Another five pieces from a projectile believed to be a Russian-made missile have been found scattered in areas of Turkish-occupied north Cyprus, the Cyprus News Agency reported late on Monday citing Turkish-Cypriot media reports.
It said that one piece was found at Tziaos and another four in Kythrea.
Turkish Cypriot authorities said on Monday that an object which hit occupied northern Cyprus appears to have been an errant Russian-made missile from Syria. They said the missile could have been a spillover of an Israeli strike on Syria and a counter response.
It is believed the missile exploded before it struck the ground as there was no crater and debris was found at a number of locations.
The object hit a mountainside north of the capital Nicosia near the village of Vouno in the Kyrenia district, at around 1 am on Monday. setting off a fire that was contained at around 3.40 am. Pieces were also found in the garden of a house in Dikomo.
The Republic of Cyprus is in contact with other countries who “must have information” on the issue, the Cyprus News Agency said.
Yesterday, the Foreign Ministry said authorities are continuously evaluating all pertinent information concerning what appears to have been an explosion in the air of a projectile whose debris crashed in the vicinity of Vouno in the Turkish-occupied area of the Republic of Cyprus shortly after midnight.
“The Cypriot authorities are engaging with the authorities of neighbouring and other friendly countries in order to gather relevant facts and information.

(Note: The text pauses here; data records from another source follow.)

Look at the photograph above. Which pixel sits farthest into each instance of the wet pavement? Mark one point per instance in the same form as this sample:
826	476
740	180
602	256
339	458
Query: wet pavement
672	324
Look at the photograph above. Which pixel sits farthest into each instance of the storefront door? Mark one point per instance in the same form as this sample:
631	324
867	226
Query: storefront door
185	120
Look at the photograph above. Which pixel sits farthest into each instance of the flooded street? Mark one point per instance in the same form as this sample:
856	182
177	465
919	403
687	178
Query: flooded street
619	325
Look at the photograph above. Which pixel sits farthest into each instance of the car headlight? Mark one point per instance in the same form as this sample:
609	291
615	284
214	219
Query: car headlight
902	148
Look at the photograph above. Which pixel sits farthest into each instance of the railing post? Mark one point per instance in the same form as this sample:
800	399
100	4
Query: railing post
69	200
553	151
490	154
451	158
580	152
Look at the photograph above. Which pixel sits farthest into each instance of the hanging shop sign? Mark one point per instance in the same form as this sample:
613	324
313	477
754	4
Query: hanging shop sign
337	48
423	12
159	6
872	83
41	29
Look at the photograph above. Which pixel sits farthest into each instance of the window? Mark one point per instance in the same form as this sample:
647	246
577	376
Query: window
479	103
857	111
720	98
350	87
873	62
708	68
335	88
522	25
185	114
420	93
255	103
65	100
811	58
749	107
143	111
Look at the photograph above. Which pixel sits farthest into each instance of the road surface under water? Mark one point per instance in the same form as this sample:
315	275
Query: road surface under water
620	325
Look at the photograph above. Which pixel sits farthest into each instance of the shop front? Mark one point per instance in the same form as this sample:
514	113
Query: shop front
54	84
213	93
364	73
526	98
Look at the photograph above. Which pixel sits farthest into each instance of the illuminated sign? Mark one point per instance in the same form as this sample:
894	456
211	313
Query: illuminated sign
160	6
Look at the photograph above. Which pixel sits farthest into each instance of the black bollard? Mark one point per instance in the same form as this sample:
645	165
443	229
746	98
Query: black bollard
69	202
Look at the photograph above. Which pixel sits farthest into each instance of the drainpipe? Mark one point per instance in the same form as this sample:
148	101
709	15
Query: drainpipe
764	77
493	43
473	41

At the present time, no definitive conclusions can be drawn concerning last night’s occurrence,” the ministry added.
Meanwhile, a well-informed source told the Cyprus News Agency on Monday evening that Cyprus has anti-missile protection systems but their readiness is determined by the potential threats and the current circumstances.

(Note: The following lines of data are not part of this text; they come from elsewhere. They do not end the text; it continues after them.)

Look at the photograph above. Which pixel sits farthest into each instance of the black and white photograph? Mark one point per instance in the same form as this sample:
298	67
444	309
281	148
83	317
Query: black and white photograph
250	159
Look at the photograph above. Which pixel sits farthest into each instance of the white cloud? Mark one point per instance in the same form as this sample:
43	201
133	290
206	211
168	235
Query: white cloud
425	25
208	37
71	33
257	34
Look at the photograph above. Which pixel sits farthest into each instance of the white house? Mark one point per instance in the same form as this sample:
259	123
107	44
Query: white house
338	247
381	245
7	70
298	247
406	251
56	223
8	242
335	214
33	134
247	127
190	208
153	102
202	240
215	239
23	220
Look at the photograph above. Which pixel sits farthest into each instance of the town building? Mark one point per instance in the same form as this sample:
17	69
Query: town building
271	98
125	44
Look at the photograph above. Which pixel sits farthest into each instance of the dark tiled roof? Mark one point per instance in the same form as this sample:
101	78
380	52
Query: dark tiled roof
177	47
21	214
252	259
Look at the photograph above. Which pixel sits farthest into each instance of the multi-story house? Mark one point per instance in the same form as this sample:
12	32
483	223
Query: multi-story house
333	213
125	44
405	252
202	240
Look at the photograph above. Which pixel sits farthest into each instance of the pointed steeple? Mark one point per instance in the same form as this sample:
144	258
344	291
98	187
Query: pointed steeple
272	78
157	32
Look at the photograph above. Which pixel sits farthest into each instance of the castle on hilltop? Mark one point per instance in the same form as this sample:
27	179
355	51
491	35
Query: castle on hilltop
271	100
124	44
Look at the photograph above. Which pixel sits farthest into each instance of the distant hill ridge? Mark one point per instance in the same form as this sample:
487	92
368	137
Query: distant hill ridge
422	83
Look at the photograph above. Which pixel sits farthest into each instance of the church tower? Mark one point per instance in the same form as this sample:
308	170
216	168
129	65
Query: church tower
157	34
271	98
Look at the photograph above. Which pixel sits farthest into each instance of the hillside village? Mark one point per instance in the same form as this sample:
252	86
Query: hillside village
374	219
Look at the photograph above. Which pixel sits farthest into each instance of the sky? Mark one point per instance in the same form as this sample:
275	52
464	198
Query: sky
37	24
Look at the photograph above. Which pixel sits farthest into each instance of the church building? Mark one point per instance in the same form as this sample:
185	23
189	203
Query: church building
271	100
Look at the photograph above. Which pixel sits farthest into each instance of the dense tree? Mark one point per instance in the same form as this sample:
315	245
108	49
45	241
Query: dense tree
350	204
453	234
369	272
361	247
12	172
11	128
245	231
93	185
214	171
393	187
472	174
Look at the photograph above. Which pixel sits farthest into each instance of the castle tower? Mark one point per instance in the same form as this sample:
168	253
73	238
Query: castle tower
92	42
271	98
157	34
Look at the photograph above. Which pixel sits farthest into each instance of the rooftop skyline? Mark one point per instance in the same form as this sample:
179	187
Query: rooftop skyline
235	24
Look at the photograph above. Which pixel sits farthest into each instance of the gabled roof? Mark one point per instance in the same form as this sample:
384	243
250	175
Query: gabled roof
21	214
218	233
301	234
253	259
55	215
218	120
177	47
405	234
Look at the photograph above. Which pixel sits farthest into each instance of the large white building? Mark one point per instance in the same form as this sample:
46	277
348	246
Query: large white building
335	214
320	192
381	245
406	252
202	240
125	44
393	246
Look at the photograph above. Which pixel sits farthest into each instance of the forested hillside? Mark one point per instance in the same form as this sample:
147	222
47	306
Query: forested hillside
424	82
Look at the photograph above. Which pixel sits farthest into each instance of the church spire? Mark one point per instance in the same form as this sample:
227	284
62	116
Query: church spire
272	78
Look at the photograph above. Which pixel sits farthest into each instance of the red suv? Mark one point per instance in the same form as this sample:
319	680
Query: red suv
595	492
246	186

The same source described the explosion as an isolated incident that does not justify readiness as if war will erupt. “One has to act by evaluating all the information at his disposal, based on the military protocols,” the same source added.
The source went on to say that “we are evaluating information related to our defence every day, and there was no reason to activate these systems.”
And the source added: “We are evaluating all the details concerning this incident. We are activating the mechanisms of contact with countries from which we believe that we may take information to evaluate the incident with a view to draw reliable conclusions.”
Among these countries is the UK which maintains two military bases on the island.
Meanwhile the Mediterranean Flight Safety Foundation Executive Director, Christos Petrou told CNA, that “a missile which enters the FIR constitutes a danger for the flights’ safety and this is something that concerns us”.
“Such incidences pose a threat to flights of civil aircraft, particularly those which are landing or taking off, or have to fly at a lower altitude for any reason,” he concluded.